Six Most Common Causes of Anger in Relation to Autism Disorders
Adults diagnosed with autism disorders are prone to anger outbursts. An ‘on-off’ quality where individuals may be calm one second and in a rage the next is common. Family members and significant others may grow resentful over time due to misunderstanding this behavior. Conflict within the home can be handled properly by helping the affected individual and immediate family members understand the causes of this anger. According to autism-help.org, these are six common causes of anger in relation to autism disorders:
- Being swamped by multiple tasks or sensory stimulation
Multitasking has become more common in today’s on-the-move society. People expect others to be able to do more than one task at a time. But what may seem minimal to some can be extremely stressful to an autistic individual.
2. Other people’s behavior
An autistic individual may take great offense to insensitive or sarcastic comments that most may judge as light humor. Being ignored, whether on purpose or by accident, is a prevalent trigger as well.
3. Having routine and order disrupted
Autism causes individuals to function differently. Many subconsciously cope with stress by following strict daily regimes. Disrupting a routine means disrupting a coping mechanism. The order kept in an individual’s room or space serves a similar purpose. Simply moving something around in their area could cause a huge disruption to their comfort zone.

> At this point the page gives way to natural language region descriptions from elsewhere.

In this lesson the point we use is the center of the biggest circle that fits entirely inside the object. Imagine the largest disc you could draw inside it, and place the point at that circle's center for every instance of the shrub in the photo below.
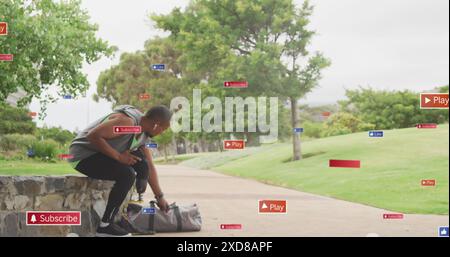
(14, 142)
(46, 149)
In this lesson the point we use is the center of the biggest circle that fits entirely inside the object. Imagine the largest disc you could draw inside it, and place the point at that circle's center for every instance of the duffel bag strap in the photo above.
(177, 213)
(151, 218)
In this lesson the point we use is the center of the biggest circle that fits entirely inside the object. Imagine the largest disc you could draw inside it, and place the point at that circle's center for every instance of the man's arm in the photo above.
(104, 131)
(153, 179)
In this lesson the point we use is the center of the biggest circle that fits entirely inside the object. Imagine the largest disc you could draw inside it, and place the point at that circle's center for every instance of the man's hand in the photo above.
(128, 159)
(162, 204)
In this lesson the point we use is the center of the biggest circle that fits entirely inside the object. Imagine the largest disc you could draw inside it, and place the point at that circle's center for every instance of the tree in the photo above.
(390, 109)
(50, 42)
(262, 42)
(344, 123)
(60, 135)
(15, 120)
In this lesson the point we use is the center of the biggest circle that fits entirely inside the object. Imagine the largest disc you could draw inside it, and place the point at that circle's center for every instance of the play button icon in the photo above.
(434, 101)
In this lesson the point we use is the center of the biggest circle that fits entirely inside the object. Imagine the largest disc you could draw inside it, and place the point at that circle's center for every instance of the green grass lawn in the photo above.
(391, 168)
(32, 167)
(390, 175)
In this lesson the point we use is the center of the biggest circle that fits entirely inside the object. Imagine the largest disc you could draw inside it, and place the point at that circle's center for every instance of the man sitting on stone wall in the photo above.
(100, 152)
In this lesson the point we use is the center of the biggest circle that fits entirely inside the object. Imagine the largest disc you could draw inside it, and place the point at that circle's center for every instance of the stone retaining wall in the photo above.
(19, 194)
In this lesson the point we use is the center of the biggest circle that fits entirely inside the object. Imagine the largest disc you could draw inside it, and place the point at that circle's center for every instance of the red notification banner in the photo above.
(6, 57)
(44, 218)
(434, 101)
(233, 144)
(392, 216)
(127, 129)
(3, 28)
(65, 156)
(144, 96)
(345, 163)
(428, 182)
(426, 125)
(272, 206)
(230, 226)
(237, 84)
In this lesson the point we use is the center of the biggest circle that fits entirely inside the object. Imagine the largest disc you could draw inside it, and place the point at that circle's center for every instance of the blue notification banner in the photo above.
(376, 134)
(298, 130)
(158, 67)
(150, 210)
(152, 145)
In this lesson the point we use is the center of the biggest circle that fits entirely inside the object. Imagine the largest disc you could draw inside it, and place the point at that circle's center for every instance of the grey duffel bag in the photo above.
(149, 219)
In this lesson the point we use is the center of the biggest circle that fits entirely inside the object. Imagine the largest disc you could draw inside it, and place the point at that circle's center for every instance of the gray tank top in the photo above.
(81, 148)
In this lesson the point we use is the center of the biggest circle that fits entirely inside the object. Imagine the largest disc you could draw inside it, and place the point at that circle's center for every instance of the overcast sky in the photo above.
(385, 44)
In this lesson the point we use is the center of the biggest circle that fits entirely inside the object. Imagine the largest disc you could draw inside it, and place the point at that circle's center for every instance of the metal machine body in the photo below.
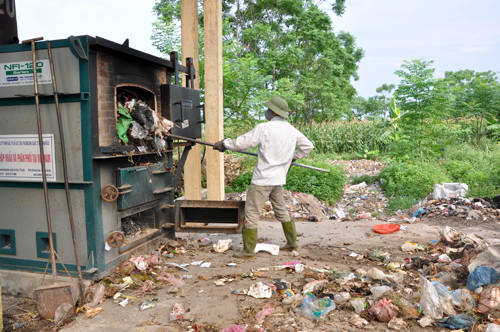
(111, 184)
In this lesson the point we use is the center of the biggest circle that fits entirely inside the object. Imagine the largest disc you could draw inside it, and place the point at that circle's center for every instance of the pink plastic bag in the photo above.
(235, 328)
(386, 228)
(170, 278)
(266, 311)
(98, 296)
(148, 285)
(384, 311)
(153, 260)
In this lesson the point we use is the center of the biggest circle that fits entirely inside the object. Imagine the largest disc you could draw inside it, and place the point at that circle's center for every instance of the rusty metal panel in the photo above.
(209, 216)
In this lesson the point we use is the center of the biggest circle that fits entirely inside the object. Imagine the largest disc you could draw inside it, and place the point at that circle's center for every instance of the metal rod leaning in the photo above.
(42, 155)
(65, 171)
(244, 152)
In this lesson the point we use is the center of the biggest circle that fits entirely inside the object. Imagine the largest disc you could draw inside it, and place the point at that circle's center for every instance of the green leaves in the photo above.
(286, 48)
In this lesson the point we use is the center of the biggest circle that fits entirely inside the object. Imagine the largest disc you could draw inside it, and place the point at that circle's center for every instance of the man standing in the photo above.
(277, 140)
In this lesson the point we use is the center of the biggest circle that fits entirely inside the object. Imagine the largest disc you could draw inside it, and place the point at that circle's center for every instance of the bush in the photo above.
(476, 167)
(327, 187)
(412, 180)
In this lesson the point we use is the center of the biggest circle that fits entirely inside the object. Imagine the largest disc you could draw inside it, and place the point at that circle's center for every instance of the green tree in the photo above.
(286, 48)
(477, 98)
(415, 91)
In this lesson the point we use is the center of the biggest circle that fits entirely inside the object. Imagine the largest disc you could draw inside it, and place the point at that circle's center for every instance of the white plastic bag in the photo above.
(450, 190)
(429, 300)
(379, 291)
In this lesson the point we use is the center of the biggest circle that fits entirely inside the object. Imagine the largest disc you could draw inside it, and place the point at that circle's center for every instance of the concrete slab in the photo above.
(19, 283)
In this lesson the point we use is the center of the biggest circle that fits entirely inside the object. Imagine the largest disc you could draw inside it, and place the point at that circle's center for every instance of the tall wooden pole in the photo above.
(190, 49)
(214, 130)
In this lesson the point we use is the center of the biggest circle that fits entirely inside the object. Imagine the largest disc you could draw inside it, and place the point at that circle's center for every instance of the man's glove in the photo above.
(220, 146)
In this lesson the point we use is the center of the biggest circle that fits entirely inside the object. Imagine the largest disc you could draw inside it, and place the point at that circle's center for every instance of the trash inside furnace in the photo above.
(117, 104)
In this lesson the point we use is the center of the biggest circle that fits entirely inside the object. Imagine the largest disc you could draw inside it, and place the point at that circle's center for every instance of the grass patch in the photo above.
(359, 178)
(325, 186)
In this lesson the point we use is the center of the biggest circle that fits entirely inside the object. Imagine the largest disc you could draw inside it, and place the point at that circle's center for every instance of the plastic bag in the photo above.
(341, 298)
(377, 275)
(124, 121)
(314, 309)
(98, 296)
(493, 328)
(358, 305)
(429, 299)
(397, 324)
(442, 290)
(169, 277)
(235, 328)
(143, 115)
(357, 321)
(137, 131)
(266, 311)
(482, 276)
(490, 256)
(379, 291)
(177, 312)
(457, 322)
(450, 190)
(386, 228)
(384, 311)
(489, 299)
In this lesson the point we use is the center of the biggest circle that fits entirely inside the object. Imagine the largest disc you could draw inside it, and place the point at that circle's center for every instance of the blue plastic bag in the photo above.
(420, 212)
(482, 276)
(457, 322)
(314, 309)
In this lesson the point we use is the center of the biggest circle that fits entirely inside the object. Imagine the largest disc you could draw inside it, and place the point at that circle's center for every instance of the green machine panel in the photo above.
(142, 184)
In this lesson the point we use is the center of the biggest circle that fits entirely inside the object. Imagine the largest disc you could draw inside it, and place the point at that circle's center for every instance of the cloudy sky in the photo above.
(456, 34)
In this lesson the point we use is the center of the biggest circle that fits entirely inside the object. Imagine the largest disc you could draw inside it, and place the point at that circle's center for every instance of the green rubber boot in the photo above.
(249, 243)
(291, 236)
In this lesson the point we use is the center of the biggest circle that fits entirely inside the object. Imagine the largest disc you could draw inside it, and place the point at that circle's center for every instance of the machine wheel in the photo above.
(116, 239)
(109, 193)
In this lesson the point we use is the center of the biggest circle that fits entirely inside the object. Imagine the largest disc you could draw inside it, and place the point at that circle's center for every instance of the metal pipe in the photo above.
(244, 152)
(42, 156)
(65, 171)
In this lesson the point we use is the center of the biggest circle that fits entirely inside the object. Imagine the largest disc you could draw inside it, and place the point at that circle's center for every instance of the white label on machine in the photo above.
(21, 73)
(20, 158)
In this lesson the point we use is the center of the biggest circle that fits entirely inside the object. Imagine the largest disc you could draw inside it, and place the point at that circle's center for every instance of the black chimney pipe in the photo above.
(8, 22)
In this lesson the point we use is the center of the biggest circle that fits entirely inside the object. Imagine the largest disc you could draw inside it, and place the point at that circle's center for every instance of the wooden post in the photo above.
(1, 315)
(190, 49)
(214, 130)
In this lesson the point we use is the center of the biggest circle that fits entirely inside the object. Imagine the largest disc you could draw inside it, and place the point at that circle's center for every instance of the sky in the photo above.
(456, 34)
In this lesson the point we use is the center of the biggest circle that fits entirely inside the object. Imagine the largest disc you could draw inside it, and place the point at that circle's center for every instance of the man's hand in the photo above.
(220, 146)
(293, 160)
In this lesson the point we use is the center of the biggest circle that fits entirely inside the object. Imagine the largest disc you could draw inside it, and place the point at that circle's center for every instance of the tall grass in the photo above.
(345, 137)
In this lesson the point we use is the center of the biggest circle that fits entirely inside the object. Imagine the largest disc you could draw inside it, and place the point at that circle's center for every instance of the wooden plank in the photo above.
(214, 130)
(190, 49)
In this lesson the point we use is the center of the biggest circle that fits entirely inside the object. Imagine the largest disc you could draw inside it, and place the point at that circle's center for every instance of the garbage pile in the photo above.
(360, 167)
(478, 209)
(362, 201)
(454, 284)
(140, 126)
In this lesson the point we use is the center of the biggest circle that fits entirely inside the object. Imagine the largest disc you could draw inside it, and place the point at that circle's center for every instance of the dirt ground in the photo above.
(324, 245)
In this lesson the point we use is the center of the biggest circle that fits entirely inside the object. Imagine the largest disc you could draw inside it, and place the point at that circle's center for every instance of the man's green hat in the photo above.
(278, 106)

4. Difficulties with employment and relationships despite being intelligent in many areas
Many autistic individuals report feeling like their talents and capabilities are often overlooked and unappreciated. Employers may not sympathize with their needs. People who are uninformed about their condition might dismiss their attempts at friendship or communication.

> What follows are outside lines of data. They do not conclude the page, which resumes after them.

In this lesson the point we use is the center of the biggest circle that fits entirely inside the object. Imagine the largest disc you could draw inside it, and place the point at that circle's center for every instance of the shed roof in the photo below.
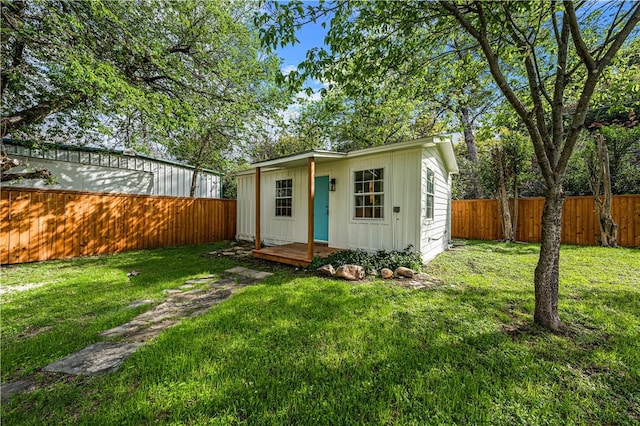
(443, 143)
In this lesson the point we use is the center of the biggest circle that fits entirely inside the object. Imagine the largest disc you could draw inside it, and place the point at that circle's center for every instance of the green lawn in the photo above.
(299, 349)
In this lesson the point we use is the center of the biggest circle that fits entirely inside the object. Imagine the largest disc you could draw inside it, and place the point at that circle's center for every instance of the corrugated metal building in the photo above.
(102, 170)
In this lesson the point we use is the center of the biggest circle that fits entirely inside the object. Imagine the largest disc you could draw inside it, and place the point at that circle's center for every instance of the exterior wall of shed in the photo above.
(435, 233)
(102, 172)
(404, 187)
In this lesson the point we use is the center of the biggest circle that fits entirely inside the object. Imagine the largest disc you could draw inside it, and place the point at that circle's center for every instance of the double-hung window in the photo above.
(430, 191)
(369, 194)
(284, 197)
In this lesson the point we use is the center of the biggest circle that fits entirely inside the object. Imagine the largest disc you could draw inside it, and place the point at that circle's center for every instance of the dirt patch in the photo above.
(19, 288)
(34, 332)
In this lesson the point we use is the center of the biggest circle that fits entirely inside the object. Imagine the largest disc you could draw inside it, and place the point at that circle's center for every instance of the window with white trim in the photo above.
(284, 197)
(430, 191)
(369, 194)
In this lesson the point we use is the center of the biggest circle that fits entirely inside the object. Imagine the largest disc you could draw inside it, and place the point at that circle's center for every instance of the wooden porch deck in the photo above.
(293, 254)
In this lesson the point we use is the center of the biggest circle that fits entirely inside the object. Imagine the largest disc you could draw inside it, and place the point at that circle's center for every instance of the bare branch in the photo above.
(578, 41)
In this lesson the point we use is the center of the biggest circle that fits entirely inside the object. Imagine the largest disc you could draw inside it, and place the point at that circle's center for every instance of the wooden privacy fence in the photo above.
(44, 224)
(480, 219)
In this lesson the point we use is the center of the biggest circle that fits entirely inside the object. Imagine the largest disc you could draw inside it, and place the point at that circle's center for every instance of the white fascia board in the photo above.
(424, 142)
(298, 159)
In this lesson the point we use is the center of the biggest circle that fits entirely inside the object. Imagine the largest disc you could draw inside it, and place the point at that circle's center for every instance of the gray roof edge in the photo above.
(50, 145)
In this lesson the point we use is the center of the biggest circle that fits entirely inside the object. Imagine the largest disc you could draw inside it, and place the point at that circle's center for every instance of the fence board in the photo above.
(479, 219)
(45, 224)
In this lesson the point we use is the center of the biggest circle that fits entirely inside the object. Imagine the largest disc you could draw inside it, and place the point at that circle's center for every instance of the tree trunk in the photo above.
(472, 151)
(608, 228)
(514, 218)
(546, 274)
(194, 180)
(502, 194)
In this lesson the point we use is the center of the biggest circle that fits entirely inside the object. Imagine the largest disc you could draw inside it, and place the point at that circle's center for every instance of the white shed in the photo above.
(387, 197)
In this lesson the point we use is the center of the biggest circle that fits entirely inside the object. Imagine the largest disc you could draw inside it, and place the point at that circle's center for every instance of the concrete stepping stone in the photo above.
(137, 303)
(202, 280)
(249, 273)
(222, 282)
(103, 357)
(99, 358)
(124, 329)
(147, 334)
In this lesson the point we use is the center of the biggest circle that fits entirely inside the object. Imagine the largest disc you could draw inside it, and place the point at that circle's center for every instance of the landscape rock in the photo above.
(327, 270)
(350, 272)
(386, 273)
(401, 271)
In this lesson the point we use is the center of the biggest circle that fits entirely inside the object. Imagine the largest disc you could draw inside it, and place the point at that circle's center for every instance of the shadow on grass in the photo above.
(329, 354)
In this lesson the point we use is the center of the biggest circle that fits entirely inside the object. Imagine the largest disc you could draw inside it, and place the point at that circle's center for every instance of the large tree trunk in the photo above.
(546, 274)
(472, 151)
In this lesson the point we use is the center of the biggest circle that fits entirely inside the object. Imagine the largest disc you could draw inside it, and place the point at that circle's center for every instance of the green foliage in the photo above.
(188, 75)
(408, 258)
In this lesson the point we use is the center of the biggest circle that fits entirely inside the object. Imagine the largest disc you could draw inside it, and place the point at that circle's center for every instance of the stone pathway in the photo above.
(194, 298)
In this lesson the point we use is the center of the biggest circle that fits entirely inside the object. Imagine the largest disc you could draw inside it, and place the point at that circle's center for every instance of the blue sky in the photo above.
(309, 36)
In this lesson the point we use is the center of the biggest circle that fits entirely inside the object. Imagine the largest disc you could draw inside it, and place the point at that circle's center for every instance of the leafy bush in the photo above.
(372, 261)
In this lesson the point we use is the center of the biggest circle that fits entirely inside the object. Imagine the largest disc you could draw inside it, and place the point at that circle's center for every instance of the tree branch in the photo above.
(496, 72)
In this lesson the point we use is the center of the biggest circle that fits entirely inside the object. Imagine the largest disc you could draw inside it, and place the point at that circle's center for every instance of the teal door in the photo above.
(321, 209)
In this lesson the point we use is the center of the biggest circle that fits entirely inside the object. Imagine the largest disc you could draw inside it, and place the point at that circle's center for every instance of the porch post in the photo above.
(257, 183)
(312, 175)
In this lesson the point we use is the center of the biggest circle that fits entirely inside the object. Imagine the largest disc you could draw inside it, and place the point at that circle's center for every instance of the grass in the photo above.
(299, 349)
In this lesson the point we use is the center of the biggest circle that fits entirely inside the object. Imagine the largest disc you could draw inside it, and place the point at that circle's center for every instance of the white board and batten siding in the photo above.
(435, 233)
(404, 188)
(112, 172)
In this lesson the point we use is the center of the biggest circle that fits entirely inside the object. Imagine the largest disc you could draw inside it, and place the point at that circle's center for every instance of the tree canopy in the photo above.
(546, 59)
(138, 72)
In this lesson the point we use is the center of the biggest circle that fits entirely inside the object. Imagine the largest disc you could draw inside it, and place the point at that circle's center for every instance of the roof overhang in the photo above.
(300, 159)
(444, 145)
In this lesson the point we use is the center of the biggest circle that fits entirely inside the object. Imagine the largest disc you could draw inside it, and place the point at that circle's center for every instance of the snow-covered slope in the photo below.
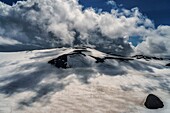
(29, 84)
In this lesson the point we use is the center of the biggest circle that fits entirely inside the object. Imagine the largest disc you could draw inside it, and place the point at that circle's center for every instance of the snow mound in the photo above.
(29, 84)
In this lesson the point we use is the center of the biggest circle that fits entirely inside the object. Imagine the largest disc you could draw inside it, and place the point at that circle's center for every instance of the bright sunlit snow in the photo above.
(28, 84)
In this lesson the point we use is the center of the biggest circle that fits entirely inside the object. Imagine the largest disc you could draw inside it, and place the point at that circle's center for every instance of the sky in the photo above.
(121, 26)
(157, 10)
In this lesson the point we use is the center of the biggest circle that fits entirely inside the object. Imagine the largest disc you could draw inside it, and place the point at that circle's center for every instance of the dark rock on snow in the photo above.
(60, 62)
(153, 102)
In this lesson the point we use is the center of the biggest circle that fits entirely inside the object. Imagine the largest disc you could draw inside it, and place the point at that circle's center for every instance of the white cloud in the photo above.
(57, 23)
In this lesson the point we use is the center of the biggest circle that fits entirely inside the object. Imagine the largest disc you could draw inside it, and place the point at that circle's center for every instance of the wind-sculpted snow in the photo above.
(38, 24)
(28, 83)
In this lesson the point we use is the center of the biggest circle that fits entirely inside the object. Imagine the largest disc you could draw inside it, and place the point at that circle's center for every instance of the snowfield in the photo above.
(29, 84)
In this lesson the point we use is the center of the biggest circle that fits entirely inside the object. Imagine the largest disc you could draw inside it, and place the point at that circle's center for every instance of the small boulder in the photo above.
(153, 102)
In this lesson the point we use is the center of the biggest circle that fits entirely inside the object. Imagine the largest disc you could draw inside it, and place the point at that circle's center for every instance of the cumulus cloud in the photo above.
(58, 23)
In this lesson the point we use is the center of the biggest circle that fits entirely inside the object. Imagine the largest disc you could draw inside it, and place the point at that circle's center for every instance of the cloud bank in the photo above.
(63, 23)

5. Intolerance of imperfections in others
Both physically and mentally, the individual may have stressors indirectly caused by people. Big noses may be one. High-pitched voices or people who speak too fast may be another. Allowing them to express these pet peeves may result in further understanding of their anger-related behavior.
6. Build up of stress
Everything previously listed can potentially add up to this one. Individuals who have not taken steps towards managing anger can have a hard time dealing with built-up stress. Many autistic individuals must be taught how to process their stress and emotions.
While understanding is key, it is only the first step. The next step is to use this knowledge to change your approach towards autistic individuals. What’s the underlying issue behind their anger? And how can you prevent an outburst from occurring in the first place?